Después de tantos años por fin lo conocí. Talvez demasiado tarde, ya moribundo y en su lecho de muerte. Ocupó siempre un lugar en mis fantasías infantiles y de muchacho, en aquellos lejanos tiempos en que el horizonte de la vida barrial se detenía al doblar de cualquier esquina y no existía detrás, para muchos de mis amigos era más que la posibilidad de un sueño irrealizable.

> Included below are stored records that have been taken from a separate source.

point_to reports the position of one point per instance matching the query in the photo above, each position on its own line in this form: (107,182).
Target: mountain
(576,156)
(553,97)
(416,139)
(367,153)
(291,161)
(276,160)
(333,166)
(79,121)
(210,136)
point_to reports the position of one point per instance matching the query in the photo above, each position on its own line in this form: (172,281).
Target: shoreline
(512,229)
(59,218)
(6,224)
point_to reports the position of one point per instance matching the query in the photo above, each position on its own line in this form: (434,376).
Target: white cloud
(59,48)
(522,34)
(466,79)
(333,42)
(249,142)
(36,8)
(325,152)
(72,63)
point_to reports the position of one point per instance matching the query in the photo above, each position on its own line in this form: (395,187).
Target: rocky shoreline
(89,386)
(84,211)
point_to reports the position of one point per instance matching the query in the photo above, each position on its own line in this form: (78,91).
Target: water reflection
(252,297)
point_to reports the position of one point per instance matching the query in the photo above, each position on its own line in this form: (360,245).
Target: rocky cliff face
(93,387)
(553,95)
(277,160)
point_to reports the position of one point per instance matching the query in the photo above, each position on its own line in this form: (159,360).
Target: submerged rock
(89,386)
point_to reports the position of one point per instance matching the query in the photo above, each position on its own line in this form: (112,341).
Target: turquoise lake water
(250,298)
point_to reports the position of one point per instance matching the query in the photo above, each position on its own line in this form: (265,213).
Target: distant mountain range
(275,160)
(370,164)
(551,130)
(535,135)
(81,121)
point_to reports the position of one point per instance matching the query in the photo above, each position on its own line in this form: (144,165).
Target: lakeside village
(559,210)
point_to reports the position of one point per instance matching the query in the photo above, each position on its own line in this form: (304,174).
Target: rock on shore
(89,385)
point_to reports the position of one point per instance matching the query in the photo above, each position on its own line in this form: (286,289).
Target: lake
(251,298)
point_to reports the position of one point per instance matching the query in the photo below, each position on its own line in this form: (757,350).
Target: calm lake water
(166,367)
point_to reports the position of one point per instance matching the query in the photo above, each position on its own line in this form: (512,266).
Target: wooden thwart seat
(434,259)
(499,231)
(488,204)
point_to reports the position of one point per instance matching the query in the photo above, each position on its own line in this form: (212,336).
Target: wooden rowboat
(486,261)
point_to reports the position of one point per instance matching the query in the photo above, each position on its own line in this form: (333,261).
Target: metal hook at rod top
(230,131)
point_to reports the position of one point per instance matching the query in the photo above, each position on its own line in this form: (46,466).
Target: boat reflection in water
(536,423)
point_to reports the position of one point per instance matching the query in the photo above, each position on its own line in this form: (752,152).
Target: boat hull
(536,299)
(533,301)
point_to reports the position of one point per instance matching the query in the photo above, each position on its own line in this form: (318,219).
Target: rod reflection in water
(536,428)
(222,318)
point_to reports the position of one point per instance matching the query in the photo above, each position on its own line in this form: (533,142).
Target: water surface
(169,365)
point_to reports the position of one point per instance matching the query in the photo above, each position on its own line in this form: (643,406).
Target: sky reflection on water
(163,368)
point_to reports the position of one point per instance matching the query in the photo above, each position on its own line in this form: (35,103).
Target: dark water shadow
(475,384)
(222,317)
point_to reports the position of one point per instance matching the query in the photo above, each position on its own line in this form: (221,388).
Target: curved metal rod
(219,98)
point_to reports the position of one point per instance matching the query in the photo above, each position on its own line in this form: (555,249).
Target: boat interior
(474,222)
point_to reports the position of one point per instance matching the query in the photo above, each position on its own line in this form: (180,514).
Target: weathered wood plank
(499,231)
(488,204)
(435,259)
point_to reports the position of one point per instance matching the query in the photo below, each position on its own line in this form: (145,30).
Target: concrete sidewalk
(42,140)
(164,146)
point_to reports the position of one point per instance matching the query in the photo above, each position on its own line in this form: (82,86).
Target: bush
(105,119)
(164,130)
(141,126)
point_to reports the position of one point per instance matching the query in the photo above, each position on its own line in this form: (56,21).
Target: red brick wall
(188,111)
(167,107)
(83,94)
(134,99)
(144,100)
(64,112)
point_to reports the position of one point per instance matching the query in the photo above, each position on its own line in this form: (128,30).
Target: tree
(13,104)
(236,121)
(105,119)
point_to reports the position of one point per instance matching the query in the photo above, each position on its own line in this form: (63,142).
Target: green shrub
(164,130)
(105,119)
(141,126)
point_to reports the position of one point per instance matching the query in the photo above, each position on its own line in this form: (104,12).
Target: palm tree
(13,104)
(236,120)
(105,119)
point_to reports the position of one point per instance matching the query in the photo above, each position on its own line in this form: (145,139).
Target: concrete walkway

De todas formas, pude verlo. Pensar en él en esos días lo llenaba todo. No era totalmente como lo imaginaba, pero en su esbelta vejez, abandonado a su suerte, a punto de dejar atrás tantos años de gloria, pude recorrer sus espacios, como se acaricia un cuerpo amado. Y en esos breves momentos me pareció que era otra vez un niño. Creía que abandonarlo, como se había decidido por un vecino nuevo, era un crimen. Me resultaba difícil entenderlo. ¿Cómo puede echarse al olvido lo que en él se había escrito? ¿Qué sentido tiene, me preguntaba antes de verlo en toda su dimensión y grandeza, derribar aquellos vetustos muros llenos de fama, donde millones de niños alimentaron por años sus fantasías y forjaron sus grandes héroes? No, no puede ser posible, destruir todo aquello, simplemente porque ya era viejo.
Pero después de verlo, me dije que era la única manera de preservar toda aquella tradición que comenzó con Babe Ruth, siguió con Gherig, Dimaggio y Mantle y todos aquellos otros titanes del béisbol que han podido vestir ese uniforme. En lo alto del viejo edificio que daría paso a un moderno complejo deportivo para la comunidad del Bronx, pude leer la famosa frase de Dimaggio: “Doy gracias a Dios por haberme permitido ser un yankee”. Yo me dije para mis adentros, que podía darle también las gracias por haberme permitido estar allí antes de su destrucción. Al despedirme, fotografié para mis recuerdos la salutación final que apareció en la pizarra eléctrica anunciándome como el próximo bateador de los Yankees.